Such was the Jefferson seen superficially by his contemporaries.

II

Those who prefer to think of Jefferson as an aristocrat, born to the purple, who departed from the paths of his fathers, refer only to the maternal ancestry. The American founder of this branch of the family liked to think of himself as the descendant of gentlemen of title and of the half-brother of Queen Mary. Jefferson preferred to dismiss this claim on the aristocracy with the statement that his mother’s family traced ‘their pedigree far back in England and Scotland, to which let every one ascribe the faith and merit he chooses.’ From the Randolphs he probably inherited his love of beauty, his fondness for luxury, but they failed utterly to transmit to him any aristocratic notions of government. There was a reason—his father was a middle-class farmer, and it was from him and his early environment that he received his earliest and most lasting political impressions.

This father was no ordinary man. Physically a giant, he was big in mind and strong in character. By the light of the log fire in the evenings, he was wont to read Shakespeare, Swift, and Addison to his family. An ardent Whig with advanced democratic ideas, he as a magistrate manifested sympathy for the plain people.[370] His thousand acres at Shadwell were in the wilderness and on the frontier, and his son was as much a Westerner in his boyhood as is the boy of Idaho to-day, for the West is a relative term.

This Western boy at the most impressionable age was sent to school in Louisa County, which was then the hot-bed of radical democracy and Presbyterian dissent. The natives about him were in buckskin breeches and Indian moccasins, and, with no coat over their rough hunting shirts, they covered their heads with coon-skin caps. It was a long cry from the polished circles of Boston, New York, and Philadelphia to this typical Western scene; if one was the East, the other was the West. The small proprietor farmers lived in crude cabins, and theirs was the hard lot of the pioneer. Thus Jefferson’s training was that of the Westerner.[371]

The boy was father to the man. When he entered college at Williamsburg, he found himself in the headquarters of the aristocracy, for there, at the capital, the lords of the land had their winter homes where lavish hospitality was displayed. Into this society Jefferson was thrown, and he moved therein as to the manor born—at heart a Western man with Eastern polish.[372] It was not for nothing that there was Randolph blood in his veins.

Even as he moved among the hard-drinking, fox-hunting imitators of the English squires, his sympathies were enlisted in the growing democratic movement of the small farmers among the upper rivers, the tobacco-growers, the hunters and trappers of the Alleghany slopes. The western counties, then the western frontier, had been populated by the Scotch-Irish and Germans—earnest, hard-working, hard-thinking men, who wrestled with nature as with their consciences, built churches in the woods, and school-houses in the clearing. These men were democrats, and their cause became the cause of Jefferson even while he was in college. Volumes have been written to explain Jefferson, but it was reserved for Professor William E. Dodd to do it in a paragraph:

It is not difficult ... to see how the great principle of Jefferson’s life—absolute faith in democracy—came to him. He was the product of the first West in American history; he grew up with men who ruled their country well, who fought the Indians valiantly.... Jefferson loved his backwoods neighbors, and he, in turn, was loved by them.[373]

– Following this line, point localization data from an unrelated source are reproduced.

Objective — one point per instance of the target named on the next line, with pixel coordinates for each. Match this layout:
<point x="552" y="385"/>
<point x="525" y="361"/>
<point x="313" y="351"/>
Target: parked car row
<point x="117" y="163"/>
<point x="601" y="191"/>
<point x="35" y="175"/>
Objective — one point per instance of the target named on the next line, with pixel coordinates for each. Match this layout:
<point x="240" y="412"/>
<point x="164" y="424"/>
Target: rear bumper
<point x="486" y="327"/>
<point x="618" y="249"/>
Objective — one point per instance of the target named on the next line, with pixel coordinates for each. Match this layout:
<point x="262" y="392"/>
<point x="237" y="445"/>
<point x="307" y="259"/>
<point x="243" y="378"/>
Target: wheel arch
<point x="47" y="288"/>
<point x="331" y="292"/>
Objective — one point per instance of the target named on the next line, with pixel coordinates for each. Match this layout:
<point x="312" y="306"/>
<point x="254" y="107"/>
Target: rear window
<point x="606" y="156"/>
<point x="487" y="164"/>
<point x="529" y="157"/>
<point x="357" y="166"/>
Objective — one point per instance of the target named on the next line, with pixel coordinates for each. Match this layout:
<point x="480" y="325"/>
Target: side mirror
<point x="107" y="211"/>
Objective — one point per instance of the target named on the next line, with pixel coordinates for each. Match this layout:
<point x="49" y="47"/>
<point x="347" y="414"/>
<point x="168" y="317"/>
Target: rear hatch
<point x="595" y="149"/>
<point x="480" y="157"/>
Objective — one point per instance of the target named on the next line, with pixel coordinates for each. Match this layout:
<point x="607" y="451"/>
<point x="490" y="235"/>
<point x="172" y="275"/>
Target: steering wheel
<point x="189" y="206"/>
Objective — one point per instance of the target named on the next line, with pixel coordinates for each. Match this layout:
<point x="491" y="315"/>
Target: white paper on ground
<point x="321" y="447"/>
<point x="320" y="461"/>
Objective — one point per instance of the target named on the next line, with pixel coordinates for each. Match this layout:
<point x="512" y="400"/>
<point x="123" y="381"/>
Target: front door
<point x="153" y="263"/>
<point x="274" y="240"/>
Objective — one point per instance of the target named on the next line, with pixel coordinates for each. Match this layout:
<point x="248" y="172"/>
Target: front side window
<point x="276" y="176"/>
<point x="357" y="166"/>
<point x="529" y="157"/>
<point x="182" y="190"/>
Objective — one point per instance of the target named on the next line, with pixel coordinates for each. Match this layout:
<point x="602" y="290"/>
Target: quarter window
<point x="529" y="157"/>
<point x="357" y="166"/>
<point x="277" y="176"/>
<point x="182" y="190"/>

If in college he was confirming his faith in democracy, born of his schooling in the land of the small farmers, he was burnishing his weapons for the fight. It is significant that he disliked Blackstone and liked Coke because he found the former a teacher of Toryism and the latter a reflector of the philosophy of the Whigs. His training in the law was thorough, for he studied under George Wythe, with whom both Marshall and Clay received their legal schooling. The friendship of Professor Small encouraged his natural spirit of toleration and investigation; and at the ‘palace’ of Francis Fauquier, the gay and brilliant royal governor—‘a gentleman of the school of Louis XV translated into England by Charles II, and into English by Lord Chesterfield’[374] he formed his literary tastes and learned the virtues of literary style. Thus assiduous in his studies, reasonably circumspect in his morals, and profiting immeasurably by contact with superior minds, he was receiving an intensive preparation for his future labors. In the seclusion of his room he communed with Coke and Milton, Harrington and Locke, and the time was to come when his most notable literary production was to disclose, in word and phrase, the influence of the latter. Locke, not Rousseau, was the well from which he drew; and there is no sillier assertion in history than that his democracy was born of association with the men of the French Revolution.